Bijna 200 jaar geleden heeft Alexis de Tocqueville reeds op deze drie vragen geantwoord in zijn tweedelige ‘De la Démocratie en Amérique’ (1835, 1840). Hij voorzag waarom het kon of zou mislopen. Verschillende voorwaarden dienen vervuld om de democratie naar behoren te doen werken. Die voorwaarden schieten vandaag tekort. In de democratie staat vrijheid centraal. Maar vrijheid is geen vaststaand gegeven zonder context. Willen we die vrijheid bewaren dan moet aan de basisvoorwaarden worden voldaan om de democratie te doen werken. Het besef daarvan is er amper.
Drie voorwaarden voor de goede werking van de democratie
De belangrijkste van die basisvoorwaarden zijn de zeden (‘les moeurs’ of de ‘mores’). Die kenmerkt hij als het geheel van de intellectuele en morele disposities die mensen bijdragen aan de maatschappij, of nog, als de gewoonten van het hart en de gewoonten van de geest (Boek I, Deel 2, Hoofdstuk IX). Daarbij geeft Tocqueville een grote plaats aan de godsdienst. De christelijke moraal is sterk verzwakt of grotendeels weggevallen en niet door een equivalente sterke moraal vervangen.
Een tweede voorwaarde zijn de wetten. Maar zonder de goede zeden zullen die wetten onvoldoende effect sorteren. Zo constateerde de Franse edelman in 1835 dat de Mexicaanse grondwet quasi dezelfde is als de Amerikaanse, maar dat ze er niet werkt omdat de volksaard er zo verschillend is.
Een derde voorwaarde, een recurrente in zijn werk en samen met de zeden de belangrijkste, is decentralisatie of subsidiariteit. Of doe niet op een hoger niveau wat op een lager kan worden gedaan. Het gaat hier bij de Tocqueville niet alleen om het feit dat gemis aan subsidiariteit inefficiënt is. Zoals blijkt in de Europese Unie en in België. De auteur benadrukt hier vooral dat op ondergeschikte niveaus de beoefening van de democratie wordt aangeleerd.
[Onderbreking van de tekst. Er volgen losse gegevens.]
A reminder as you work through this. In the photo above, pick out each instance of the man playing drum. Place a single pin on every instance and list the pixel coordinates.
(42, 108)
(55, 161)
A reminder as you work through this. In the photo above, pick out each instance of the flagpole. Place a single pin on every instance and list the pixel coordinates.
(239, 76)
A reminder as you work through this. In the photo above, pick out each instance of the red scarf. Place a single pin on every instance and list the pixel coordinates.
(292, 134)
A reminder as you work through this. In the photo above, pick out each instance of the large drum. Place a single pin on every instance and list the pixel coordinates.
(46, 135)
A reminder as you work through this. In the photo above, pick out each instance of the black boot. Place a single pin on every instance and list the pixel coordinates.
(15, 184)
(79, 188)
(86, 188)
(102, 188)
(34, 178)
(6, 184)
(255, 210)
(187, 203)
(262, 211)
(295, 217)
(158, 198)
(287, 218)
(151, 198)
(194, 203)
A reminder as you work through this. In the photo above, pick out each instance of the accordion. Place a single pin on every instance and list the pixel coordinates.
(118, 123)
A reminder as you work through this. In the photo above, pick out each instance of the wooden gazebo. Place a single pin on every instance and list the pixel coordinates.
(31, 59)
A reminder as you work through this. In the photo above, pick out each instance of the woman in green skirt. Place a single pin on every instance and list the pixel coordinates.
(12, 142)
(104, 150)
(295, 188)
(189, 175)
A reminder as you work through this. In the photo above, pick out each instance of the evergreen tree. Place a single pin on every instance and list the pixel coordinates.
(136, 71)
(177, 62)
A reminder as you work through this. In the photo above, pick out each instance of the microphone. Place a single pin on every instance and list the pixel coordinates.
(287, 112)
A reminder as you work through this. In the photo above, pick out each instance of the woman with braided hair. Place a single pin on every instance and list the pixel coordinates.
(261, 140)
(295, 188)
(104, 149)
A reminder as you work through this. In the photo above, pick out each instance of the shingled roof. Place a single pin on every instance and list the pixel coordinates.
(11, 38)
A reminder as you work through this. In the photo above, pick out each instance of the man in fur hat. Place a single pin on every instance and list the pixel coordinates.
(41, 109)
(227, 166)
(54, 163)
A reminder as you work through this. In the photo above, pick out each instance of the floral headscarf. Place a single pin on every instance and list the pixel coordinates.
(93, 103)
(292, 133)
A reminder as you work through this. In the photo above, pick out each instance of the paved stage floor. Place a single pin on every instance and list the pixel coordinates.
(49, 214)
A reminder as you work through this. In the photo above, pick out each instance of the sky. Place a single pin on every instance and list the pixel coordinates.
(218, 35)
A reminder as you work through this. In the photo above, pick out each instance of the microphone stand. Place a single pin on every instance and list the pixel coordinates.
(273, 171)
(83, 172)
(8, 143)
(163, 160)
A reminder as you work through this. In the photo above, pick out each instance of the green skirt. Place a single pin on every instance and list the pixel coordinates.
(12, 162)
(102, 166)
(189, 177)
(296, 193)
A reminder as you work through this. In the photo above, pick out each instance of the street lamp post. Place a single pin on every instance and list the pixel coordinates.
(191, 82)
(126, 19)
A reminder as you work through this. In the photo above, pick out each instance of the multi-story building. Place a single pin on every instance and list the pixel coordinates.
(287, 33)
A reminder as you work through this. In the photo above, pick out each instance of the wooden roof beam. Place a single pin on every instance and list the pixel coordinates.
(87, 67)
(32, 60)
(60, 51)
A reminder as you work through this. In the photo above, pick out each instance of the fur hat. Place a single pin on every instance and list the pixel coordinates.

Aldus doen meer mensen ervaring op over de werking van de democratie, wat ook het respect ervoor zal bevorderen.
Niets is een gegeven
Langere periodes van ogenschijnlijke politieke en economische stabiliteit zorgen ervoor dat we de die stabiliteit als een gegeven beschouwen, in plaats van als verworven door een niet aflatende aandacht voor de instandhouding van de voorwaarden daartoe. Of stabiliteit als een basis voor het toevoegen van allerhande korte-termijn ‘aangenaams’. Daardoor worden vaak de voorwaarden geschonden voor het intact houden op de lange termijn van het doeltreffendste politieke en economische systeem ooit. Want dat weefsel is kwetsbaarder dan we denken.
Dat besef is er niet. Een reden te meer voor de elite om het voortouw te nemen in dat bewustzijnsproces, ook door haar voorbeeldfunctie. Maar die elite koopt doorgaans eerder de kortetermijngunst van de kiezer af. Die kiezer laat dat graag gebeuren. En zo wordt een regime almaar meer despotisch (De Tocqueville, II, 2, VI). Een zacht despotisme weliswaar, maar met als gevolg een gestage achteruitgang van de eigen verantwoordelijkheid en zelfredzaamheid, de kern van een goed-werkende democratie.